Recently, Blasquez-Navarro et al. reported on a prospective cohort of 540 de novo kidney-transplant recipients that were analyzed for BKV, CMV, and EBV viral loads using qPCR. Measurements were performed throughout eight visits during the first post-transplantation year (91). BKV had the highest prevalence and viral loads. BKV viral loads over 10,000 copies·mL-1 led to significant impairment of estimated glomerular filtration rate (eGFR). Both BKV and CMV reactivations were significantly associated (P = 0.005). In addition, combined reactivation was associated with a significant reduction in eGFR at 1-year post-transplantation of 11.7 mL·min-1·1.73 m-2 (P = 0.02) at relatively low thresholds (BKV >1000 and CMV >4000 copies·mL-1) (91).

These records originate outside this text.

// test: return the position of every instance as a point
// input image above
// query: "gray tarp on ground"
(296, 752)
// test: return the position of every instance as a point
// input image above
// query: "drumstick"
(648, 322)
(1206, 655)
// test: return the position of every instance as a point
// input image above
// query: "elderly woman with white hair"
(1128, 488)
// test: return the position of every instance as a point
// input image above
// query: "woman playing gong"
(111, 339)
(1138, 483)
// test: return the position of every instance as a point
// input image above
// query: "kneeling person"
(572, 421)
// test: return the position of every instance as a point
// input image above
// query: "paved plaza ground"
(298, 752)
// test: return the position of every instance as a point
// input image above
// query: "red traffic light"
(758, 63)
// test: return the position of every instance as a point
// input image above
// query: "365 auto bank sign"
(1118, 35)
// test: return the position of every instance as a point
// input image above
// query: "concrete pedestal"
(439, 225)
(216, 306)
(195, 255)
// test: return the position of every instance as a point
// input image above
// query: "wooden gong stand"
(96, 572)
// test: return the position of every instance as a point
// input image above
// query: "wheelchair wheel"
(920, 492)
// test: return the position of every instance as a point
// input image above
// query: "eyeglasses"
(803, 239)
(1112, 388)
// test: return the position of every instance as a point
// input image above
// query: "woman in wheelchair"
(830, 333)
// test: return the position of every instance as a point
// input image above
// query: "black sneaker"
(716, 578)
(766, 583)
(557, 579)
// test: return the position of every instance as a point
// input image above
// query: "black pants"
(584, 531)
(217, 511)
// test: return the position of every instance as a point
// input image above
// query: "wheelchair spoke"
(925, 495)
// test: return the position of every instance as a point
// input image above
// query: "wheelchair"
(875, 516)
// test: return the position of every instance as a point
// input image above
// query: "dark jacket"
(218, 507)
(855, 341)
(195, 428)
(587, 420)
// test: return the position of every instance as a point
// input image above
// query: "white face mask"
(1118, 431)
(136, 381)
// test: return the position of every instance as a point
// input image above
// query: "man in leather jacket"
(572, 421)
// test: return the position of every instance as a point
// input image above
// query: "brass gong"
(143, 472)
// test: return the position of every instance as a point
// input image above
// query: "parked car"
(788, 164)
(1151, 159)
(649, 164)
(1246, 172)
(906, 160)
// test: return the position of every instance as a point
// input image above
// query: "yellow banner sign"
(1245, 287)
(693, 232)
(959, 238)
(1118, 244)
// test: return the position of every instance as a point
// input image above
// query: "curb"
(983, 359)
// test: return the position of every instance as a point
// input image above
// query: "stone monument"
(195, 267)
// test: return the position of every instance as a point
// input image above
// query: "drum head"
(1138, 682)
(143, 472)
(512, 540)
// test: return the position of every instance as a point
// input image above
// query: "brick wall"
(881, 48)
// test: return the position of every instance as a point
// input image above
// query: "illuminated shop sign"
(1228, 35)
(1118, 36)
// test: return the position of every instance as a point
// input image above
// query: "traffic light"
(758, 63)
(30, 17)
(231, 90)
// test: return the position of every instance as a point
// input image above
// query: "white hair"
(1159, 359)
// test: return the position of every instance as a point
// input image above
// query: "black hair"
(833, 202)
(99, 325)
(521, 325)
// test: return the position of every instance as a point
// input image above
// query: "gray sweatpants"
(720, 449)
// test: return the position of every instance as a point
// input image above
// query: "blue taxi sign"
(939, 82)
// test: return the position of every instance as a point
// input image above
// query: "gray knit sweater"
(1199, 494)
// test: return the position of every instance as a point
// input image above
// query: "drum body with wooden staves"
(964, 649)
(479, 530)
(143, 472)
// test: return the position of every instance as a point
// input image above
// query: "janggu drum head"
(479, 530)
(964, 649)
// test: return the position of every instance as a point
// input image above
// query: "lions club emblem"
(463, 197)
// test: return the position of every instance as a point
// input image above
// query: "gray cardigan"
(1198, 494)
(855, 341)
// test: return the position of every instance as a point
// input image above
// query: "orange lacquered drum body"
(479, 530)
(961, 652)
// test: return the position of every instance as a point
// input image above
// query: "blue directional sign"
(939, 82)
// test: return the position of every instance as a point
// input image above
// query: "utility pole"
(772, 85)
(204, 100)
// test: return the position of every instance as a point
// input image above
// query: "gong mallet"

It has been shown that the use of the mTOR inhibitor everolimus, in place of mycophenolate acid, and in association with low doses of calcineurin inhibitors in de novo kidney-transplant recipients, resulted in significantly less BKV replication (86). Thus in the TRANSFORM study, BK-virus infection (viruria or viremia) occurred in 4.3% and 8.0% of everolimus- and mycophenolic acid-treated patients, respectively (RR, 0.54; 95% CI, 0.38 to 0.77), with histologic evidence of organ involvement in 1.2% (12/1014) and 2.1% (21/1012).

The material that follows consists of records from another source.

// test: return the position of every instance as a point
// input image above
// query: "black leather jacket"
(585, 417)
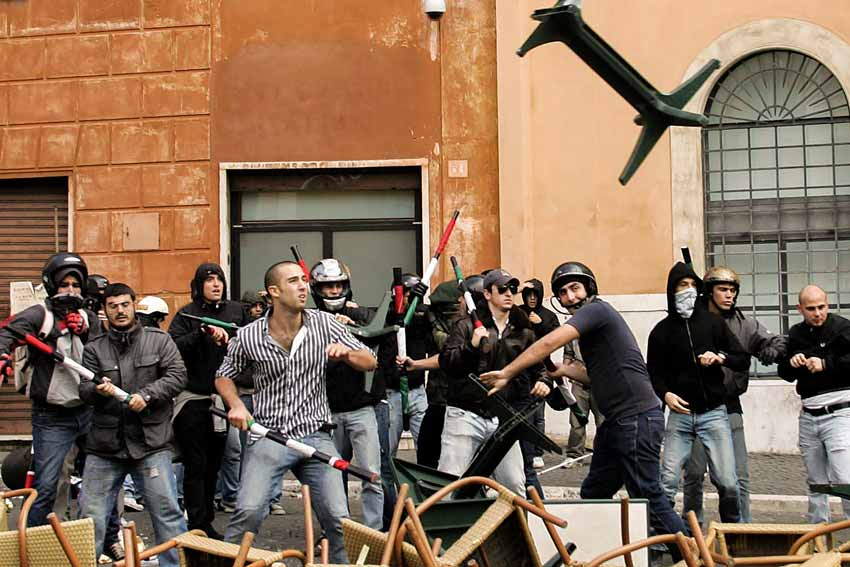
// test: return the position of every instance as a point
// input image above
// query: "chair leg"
(309, 537)
(553, 533)
(244, 548)
(63, 540)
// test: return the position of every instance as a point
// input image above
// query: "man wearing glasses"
(505, 333)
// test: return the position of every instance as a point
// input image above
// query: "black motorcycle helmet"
(574, 271)
(60, 265)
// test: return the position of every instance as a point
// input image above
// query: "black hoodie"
(675, 343)
(549, 321)
(201, 355)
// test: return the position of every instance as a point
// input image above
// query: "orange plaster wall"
(566, 135)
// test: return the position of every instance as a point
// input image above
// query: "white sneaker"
(131, 503)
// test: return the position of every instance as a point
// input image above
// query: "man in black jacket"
(505, 333)
(686, 355)
(59, 416)
(352, 406)
(419, 346)
(542, 322)
(819, 361)
(203, 348)
(134, 438)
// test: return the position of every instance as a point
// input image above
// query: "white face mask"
(685, 301)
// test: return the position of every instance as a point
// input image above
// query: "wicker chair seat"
(44, 549)
(357, 535)
(196, 550)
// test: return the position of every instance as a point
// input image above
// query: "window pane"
(328, 205)
(259, 250)
(371, 256)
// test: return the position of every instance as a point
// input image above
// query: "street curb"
(759, 503)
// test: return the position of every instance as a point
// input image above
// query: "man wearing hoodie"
(721, 287)
(505, 333)
(687, 353)
(203, 348)
(542, 322)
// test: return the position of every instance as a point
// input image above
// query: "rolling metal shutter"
(33, 225)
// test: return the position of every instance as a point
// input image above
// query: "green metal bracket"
(376, 327)
(657, 110)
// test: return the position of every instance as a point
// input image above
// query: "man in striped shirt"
(290, 347)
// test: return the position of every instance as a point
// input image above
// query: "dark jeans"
(382, 416)
(202, 449)
(627, 451)
(430, 436)
(54, 432)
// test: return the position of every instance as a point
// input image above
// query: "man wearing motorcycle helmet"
(59, 416)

Conversely, when BKV replication is already present, we have several options. The first is to minimize stepwise immunosuppression, i.e., by reducing or eliminating mycophenolic acid (92, 93), or to convert mycophenolic acid to everolimus with calcineurin-inhibitor minimization (93, 94). We know that i) patients with high titers of BKV-neutralizing antibodies (NAbs) are protected against BKV replication, ii) and that intravenous immunoglobulin (IVIg) infusion can increase NAb titers. Thus, based on NAb titers on the day of kidney transplantation, those patients with low NAb titers have a greater risk of BKV reactivation. Benotmane et al. have shown that, at 12 months after transplantation, the incidence of BKV viremia in the high-risk group treated with prophylactic IVIg (6.8%) was similar to that observed in the low-risk group (10.1%) that received no IVIG, and was markedly lower than that of the untreated high-risk group (36.6%; P <0.001). In addition, Benotmane et al. found similar results with regards to BKVAN (95). Anyaegbu et al. have shown that IVIg was an effective treatment for persistent BKV infection after reduction in immunosuppression and for BKVN (96). Another option for overt BKV-associated nephropathy is either calcineurin-inhibitor free immunosuppression based on either everolimus (97) or leflunomide (98, 99).